A strong body of STS scholarship has begun to question the speculative and controversial proposal that geoengineering Earth's climate might be a good idea. This panel aims at exploring areas of inquiry that STS is yet to tackle.

Long Abstract:

Existing STS scholarship seeks to open up geoengineering to deliberation by a broader set of publics, expose and question dominant framings, and examine public discourses and sense-making. We welcome contributions that extend and transcend existing lines of inquiry, for example in the following areas:

Techno-fixes rely on a particular problem diagnosis. How are geoengineering research and governance co-produced with knowledge of climate futures? How are geoengineering technologies endowed with attributes that allow for cost-benefit-calculations, estimations of effectiveness and side-effects, and prognoses of harms? How do geoengineering futures come to be known, and how do they highlight some uncertainties while obfuscating others?

A founding myth of the current wave of geoengineering research is that the scientific community shied away from geoengineering until Paul Crutzen "broke the taboo" in 2006. Today, one frequently encounters claims that it is impossible to clearly distinguish between climate science and geoengineering research, and that restrictive governance of geoengineering research would therefore unduly restrict climate science. How do such dynamics of normalization affect the field and its political handling?

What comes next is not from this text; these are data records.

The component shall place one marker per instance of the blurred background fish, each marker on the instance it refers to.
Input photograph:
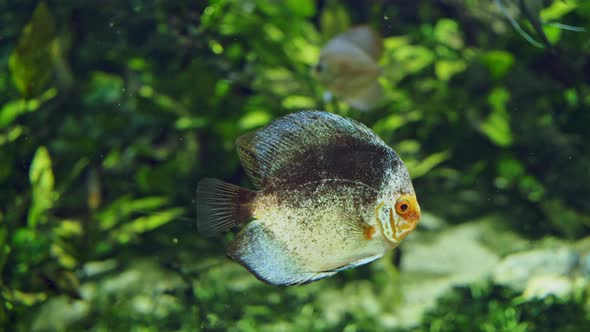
(348, 67)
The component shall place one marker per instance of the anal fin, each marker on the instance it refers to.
(257, 249)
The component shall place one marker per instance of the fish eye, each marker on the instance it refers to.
(319, 67)
(402, 206)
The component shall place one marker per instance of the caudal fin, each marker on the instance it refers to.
(221, 205)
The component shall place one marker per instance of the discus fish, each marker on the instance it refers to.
(348, 67)
(332, 196)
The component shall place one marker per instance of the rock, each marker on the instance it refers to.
(539, 287)
(433, 263)
(59, 312)
(515, 270)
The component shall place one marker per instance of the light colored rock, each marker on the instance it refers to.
(433, 263)
(539, 287)
(59, 312)
(515, 270)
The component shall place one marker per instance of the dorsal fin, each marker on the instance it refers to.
(365, 38)
(312, 143)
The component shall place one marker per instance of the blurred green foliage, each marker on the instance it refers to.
(110, 112)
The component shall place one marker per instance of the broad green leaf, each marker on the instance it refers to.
(412, 59)
(446, 69)
(42, 183)
(446, 32)
(334, 19)
(15, 108)
(104, 88)
(31, 63)
(558, 9)
(4, 247)
(498, 63)
(301, 8)
(497, 125)
(552, 33)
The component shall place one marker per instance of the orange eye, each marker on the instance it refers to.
(402, 206)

Geoengineering does not promise salvation from disease or hunger—its seductive power stems from a sense that the future could be made somewhat less catastrophic than expected. How does this economy of promises shape scientific and political discourses? Which threatened populations are promised protection, and how? How are these promises made sense of by those whom they posit as beneficiaries? Is STS research itself contributing to a stabilization of contentious definitions and a normalization of speculative promises?